Our study shows that STS increases the expression of p62 in ARPE-19 cells under oxidative stress. As a central element signaling cell growth and enhancing protein translation, the mammalian target of rapamycin (mTOR), when inhibited, induces autophagy47. mTOR forms two distinct signalling complexes, mTOR complex 1 (mTORC1) and mTORC2, by binding with multiple companion proteins. Previous studies have shown that mTORC1 inhibits the autophagy-initiating UNC-5-like autophagy activating kinase (ULK) complex by phosphorylating complex components including ATG13 and ULK1/251. Most importantly, p62 has been suggested to be a key regulator of nutrient sensing in this pathway with overexpression favouring more efficient activation of the mTOR pathway52. p62 is an integral part of the mTORC1 complex, and a previous study has revealed that p62 is required for mTORC1 compartmentalization and activation regulation of its recruitment to the lysosome52. Therefore, we can make a conclusion that STS also promotes the activation of mTOR, thereby inhibiting autophagy.

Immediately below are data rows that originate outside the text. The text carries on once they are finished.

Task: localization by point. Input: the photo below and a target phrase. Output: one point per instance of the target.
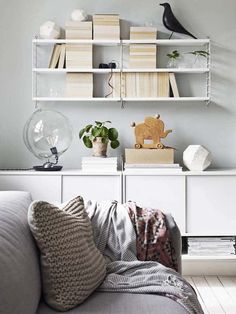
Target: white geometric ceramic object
(79, 15)
(49, 30)
(197, 158)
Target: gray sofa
(20, 286)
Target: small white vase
(99, 148)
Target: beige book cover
(149, 156)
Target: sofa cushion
(122, 303)
(20, 288)
(72, 267)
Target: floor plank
(221, 294)
(211, 303)
(230, 286)
(190, 280)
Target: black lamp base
(52, 168)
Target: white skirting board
(224, 267)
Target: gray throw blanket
(115, 237)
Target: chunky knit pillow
(72, 267)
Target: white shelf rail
(122, 43)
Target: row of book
(98, 164)
(211, 246)
(144, 84)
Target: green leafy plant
(202, 53)
(91, 131)
(175, 54)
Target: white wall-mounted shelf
(82, 99)
(95, 70)
(171, 99)
(74, 70)
(41, 87)
(160, 42)
(110, 99)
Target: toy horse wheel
(138, 146)
(160, 145)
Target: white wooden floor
(217, 294)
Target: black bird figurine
(171, 22)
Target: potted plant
(174, 57)
(98, 136)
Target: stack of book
(106, 26)
(79, 56)
(140, 32)
(57, 59)
(211, 246)
(149, 160)
(99, 164)
(79, 30)
(79, 85)
(145, 84)
(142, 56)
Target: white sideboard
(202, 203)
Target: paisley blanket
(153, 238)
(115, 237)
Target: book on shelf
(79, 85)
(149, 156)
(98, 164)
(173, 85)
(55, 56)
(79, 56)
(154, 170)
(106, 26)
(99, 160)
(79, 30)
(143, 32)
(61, 63)
(211, 246)
(145, 84)
(142, 56)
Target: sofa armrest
(19, 266)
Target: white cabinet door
(41, 187)
(93, 187)
(163, 192)
(211, 204)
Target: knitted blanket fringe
(115, 237)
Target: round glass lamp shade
(47, 134)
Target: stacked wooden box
(106, 26)
(79, 56)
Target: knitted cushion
(72, 267)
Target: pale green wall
(193, 123)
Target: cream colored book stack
(106, 26)
(149, 156)
(79, 30)
(146, 33)
(79, 85)
(142, 56)
(146, 84)
(79, 56)
(98, 164)
(115, 82)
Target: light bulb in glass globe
(48, 134)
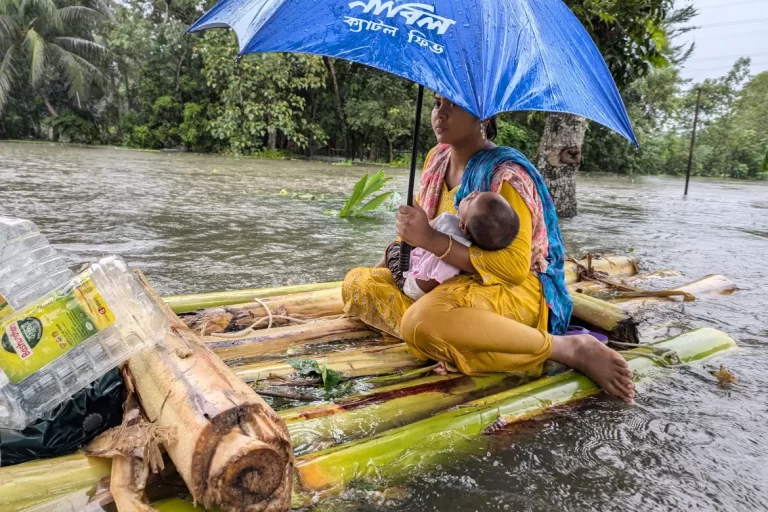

The PI3K/AKT/mTOR pathway is one of the most important signaling pathways in the regulation of cell survival, proliferation, and metabolic activities53. The pathway in comprised of three main driving molecules: PI3K3Kinase (PI3K), AKT, and mTOR. PI3K is a member of a subfamily of lipid kinases implicated in many physiological processes54. mTOR, an important component of this network, is a PI3K-related serine–threonine kinase, which can regulate anti-apoptotic and survival mechanisms by phosphorylating AKT55. Our results showed that STS activates the PI3K/AKT/mTOR signaling pathway in ARPE-19 cells under oxidative stress, thereby inhibiting autophagy. In addition, some studies have shown that oxidative stress by H2O2 inhibits mTOR-mediated phosphorylation of S6K1 and 4E-BP1, leading to apoptosis of neuronal cells56. Other studies have shown that inhibition of the PI3K/AKT/mTOR signaling pathway increased CVB3-induced CPE and apoptosis in HeLa cells57. Therefore, STS activates the PI3K/Akt/ mTOR signaling pathway under oxidative stress and may also play a role in inhibiting ARPE-19 cell apoptosis.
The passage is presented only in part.